Zwei Aliens beim siebten Treffen

Auf dem Hinweg habe ich kurz Zweifel, ob es dem Coupé gutgeht, weil es ein wenig ruckelt. Kurz darauf macht sich wieder eines meiner Augenprobleme bemerkbar. Es fängt mit einem Brennen an, das linke Auge tränt und teilweise sticht es im Auge. Nur wenn ich das Auge schließe, geht es. So fahre ich eine Weile quasi einäugig über die Autobahn. Begeistern kann mich das nicht. Mein Verfall nervt.

Erwartungsgemäß werde ich von Karo und Hund draußen erwartet. Mit der Begrüßungsumarmung beginnt der gemütliche Teil des Tages. Wie üblich habe ich Karo etwas mitgebracht, weil ich bei den ersten sieben Dates einer Frau etwas schenke. Die Regel habe ich neu erfunden, weil ich gerne was verschenke. Heute ist übrigens unser siebtes Treffen. Außerdem bekomme ich bei Karo immer Essen, da wäre es unanständig, ihr nichts mitzubringen.

Kaum sitze ich am Esstisch, bekomme ich auch schon etwas geschenkt. Eine Art Fugger-Wundertüte. Darin befindet sich der Typ ‚unentschlossenes Monster‘. Passt vermutlich gut zu mir.

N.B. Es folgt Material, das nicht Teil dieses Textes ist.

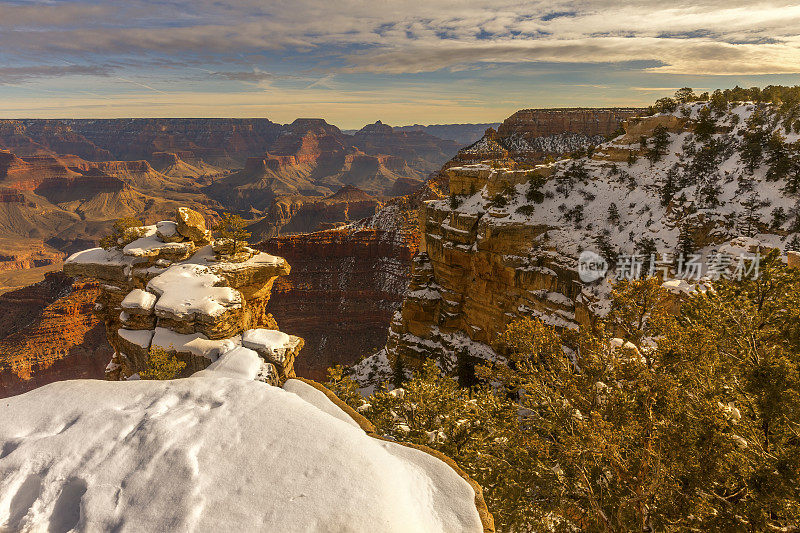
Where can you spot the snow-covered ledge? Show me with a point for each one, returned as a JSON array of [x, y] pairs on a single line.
[[216, 452]]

Es folgt das Frühstück zur Mittagszeit.

Auch nach dem Essen bleiben wir am Esstisch sitzen, plaudern und spielen etwas. Obwohl, vielleicht sollte man es nicht „spielen“ nennen, denn wir beantworten Fragen, die auf Karten stehen. Es sind 50 Fragen für tiefe und bedeutungsvolle Gespräche, unter dem Titel: Die wahrscheinlich wertvollsten Fragen der Welt. Vermutlich eine gute Sache, so etwas in der Kennenlernphase zu machen. Bei den Fragen muss ich oft nachdenken, weil es persönliche Fragen sind und ich mich mit solchen Themen oft nicht wirklich beschäftige. Ich finde es allerdings nicht gut, dass ich in diesem Bereich so viele Defizite habe. Karo scheint mich teilweise besser zu kennen als ich selbst. Frauen merken sich eh meistens mehr, während ich nur Bruchstücke behalte und manches mehrfach fragen muss.

Nachdem genug Fragen beantwortet sind, spielen wir eine Art Scrabble. Großartig ist, dass wir beide nicht verlieren können. Dennoch hilft sie mir zweimal, sodass ich am Ende knapp gewinne. Ohne ihre Hilfe hätte ich das nicht geschafft. Hätte sie gewonnen, wäre der Preis eine Massage gewesen. Da ich gewonnen habe, ist der Preis, dass ich Essen bekomme. Klingt logisch und ist es sicher auch.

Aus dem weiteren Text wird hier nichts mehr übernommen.